Sampling, Linear Regression, and Uncertainty

Carolina Torreblanca

University of Pennsylvania

Global Development: Intermediate Topics in Politics, Policy, and Data

PSCI 3200 - Spring 2025

Housekeeping

  • You have two assignments next week!

Today’s Roadmap

  1. Targeting Population Parameters with Sample Estimates
  2. The Uncertainty in Sample Estimates
  3. Linear Regression and its Parameters
  4. Quantifying Uncertainty in Linear Regression’s Estimated Parameters

From sample to population

  • Often we want to know some characteristic about a population of interest

  • But we only have a sample of that population

  • How do we make inferences about the population with what we learn from our sample?

From sample to population

  • The first step is to make sure our sample is representative of the population

    • What do we mean by this?
    • Why is it important?
  • How can we achieve representativeness?

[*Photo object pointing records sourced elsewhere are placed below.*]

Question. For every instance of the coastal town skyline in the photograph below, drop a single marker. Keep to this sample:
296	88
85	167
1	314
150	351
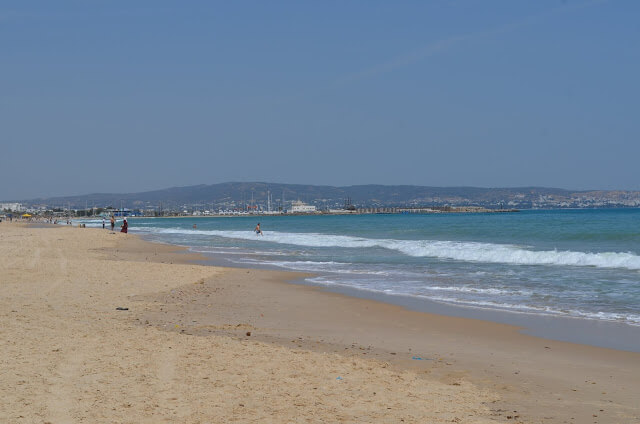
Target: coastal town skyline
260	197
129	97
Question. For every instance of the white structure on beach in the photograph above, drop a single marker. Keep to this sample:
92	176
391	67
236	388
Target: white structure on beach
14	207
301	207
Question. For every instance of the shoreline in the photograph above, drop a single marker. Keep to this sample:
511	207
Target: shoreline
171	304
580	330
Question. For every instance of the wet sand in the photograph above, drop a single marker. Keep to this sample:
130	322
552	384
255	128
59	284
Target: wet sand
203	344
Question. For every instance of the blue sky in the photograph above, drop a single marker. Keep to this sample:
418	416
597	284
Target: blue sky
119	96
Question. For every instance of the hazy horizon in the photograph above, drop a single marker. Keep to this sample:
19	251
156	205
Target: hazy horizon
317	185
124	97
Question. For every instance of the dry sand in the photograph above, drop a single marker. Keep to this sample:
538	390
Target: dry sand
201	344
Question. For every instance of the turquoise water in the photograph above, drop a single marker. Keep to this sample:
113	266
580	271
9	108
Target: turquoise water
578	263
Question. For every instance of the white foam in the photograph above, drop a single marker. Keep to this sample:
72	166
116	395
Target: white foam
453	250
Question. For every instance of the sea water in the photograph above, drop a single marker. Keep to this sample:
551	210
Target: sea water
572	263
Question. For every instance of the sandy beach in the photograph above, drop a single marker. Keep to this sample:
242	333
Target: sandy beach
102	327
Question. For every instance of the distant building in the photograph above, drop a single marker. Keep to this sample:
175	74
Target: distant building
301	207
11	207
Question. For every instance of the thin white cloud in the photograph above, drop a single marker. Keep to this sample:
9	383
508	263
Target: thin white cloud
438	46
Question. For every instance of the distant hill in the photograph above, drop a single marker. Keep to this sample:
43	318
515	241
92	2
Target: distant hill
238	194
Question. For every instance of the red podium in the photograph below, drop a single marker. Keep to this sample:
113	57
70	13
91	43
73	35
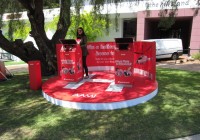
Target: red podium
69	59
35	75
124	61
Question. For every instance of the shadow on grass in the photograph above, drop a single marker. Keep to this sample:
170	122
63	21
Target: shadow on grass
174	112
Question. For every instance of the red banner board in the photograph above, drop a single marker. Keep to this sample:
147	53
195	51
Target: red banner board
124	67
145	59
101	53
139	59
69	61
35	74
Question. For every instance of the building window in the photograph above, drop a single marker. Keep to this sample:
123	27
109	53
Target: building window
129	28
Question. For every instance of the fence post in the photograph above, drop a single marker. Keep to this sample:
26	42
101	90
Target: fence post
189	51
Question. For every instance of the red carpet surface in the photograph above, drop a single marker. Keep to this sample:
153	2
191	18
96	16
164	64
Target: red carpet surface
99	89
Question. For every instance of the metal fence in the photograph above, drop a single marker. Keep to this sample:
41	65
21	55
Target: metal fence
188	52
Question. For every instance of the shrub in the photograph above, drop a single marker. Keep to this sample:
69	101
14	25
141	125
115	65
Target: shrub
196	56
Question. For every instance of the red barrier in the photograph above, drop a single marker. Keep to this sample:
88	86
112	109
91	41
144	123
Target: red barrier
2	71
35	76
124	61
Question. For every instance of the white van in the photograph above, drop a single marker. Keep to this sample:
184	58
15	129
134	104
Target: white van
168	48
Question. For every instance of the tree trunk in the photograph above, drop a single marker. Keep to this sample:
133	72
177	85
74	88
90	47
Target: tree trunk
46	51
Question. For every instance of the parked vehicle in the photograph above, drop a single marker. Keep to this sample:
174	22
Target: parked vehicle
168	48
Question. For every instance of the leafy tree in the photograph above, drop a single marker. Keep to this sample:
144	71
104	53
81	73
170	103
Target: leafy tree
46	51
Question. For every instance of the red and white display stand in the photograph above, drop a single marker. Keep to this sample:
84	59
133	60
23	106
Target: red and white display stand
124	61
104	90
35	76
69	59
2	71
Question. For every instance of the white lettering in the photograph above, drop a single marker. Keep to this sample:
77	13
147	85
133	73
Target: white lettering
85	95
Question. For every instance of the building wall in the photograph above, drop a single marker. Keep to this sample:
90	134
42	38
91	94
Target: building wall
184	13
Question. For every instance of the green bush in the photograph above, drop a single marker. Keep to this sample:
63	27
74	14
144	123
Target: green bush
196	56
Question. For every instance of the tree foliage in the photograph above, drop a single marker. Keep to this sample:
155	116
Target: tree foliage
13	43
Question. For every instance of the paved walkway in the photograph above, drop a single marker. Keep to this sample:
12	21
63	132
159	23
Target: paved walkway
189	66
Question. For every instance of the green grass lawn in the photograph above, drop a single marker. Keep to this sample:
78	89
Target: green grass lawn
7	63
174	112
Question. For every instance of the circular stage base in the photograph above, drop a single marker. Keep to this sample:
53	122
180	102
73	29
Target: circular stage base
99	92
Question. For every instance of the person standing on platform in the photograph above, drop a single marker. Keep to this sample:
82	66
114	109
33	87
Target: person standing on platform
81	36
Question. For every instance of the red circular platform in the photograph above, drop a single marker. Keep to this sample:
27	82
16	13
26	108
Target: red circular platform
99	92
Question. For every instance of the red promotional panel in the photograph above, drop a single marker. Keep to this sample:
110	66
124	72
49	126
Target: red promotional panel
69	62
2	71
101	53
145	59
35	75
123	67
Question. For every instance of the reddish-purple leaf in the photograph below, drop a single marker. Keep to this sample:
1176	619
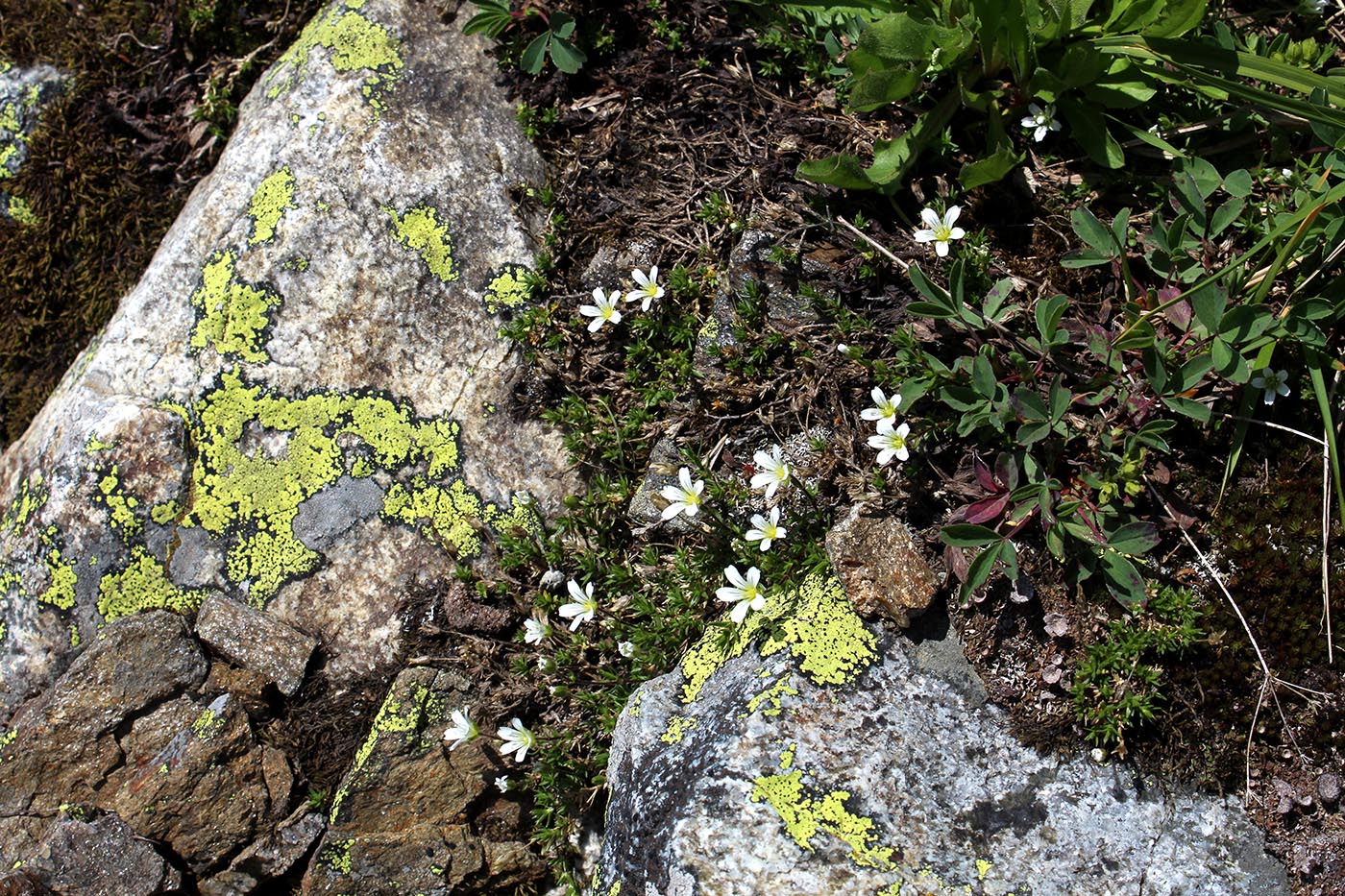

  • Beware! We not only need to sample a representative group of individuals, we also need a representative group of them to answer our questions

It’s not all about sample size!

  • 1936 Presidential Election in the US: FDR vs Alf Landon

  • A newspaper called the Literary Digest ran a survey and asked 10 million (!!!) Americans who they would vote for

    • 2.4 million of them answered

It’s not (all) about sample size!

Empirical Example: Brexit

  • Data from a random sample of British citizens: the British Electoral Survey

  • We want to learn the probability that a British citizen supports Brexiting in the country.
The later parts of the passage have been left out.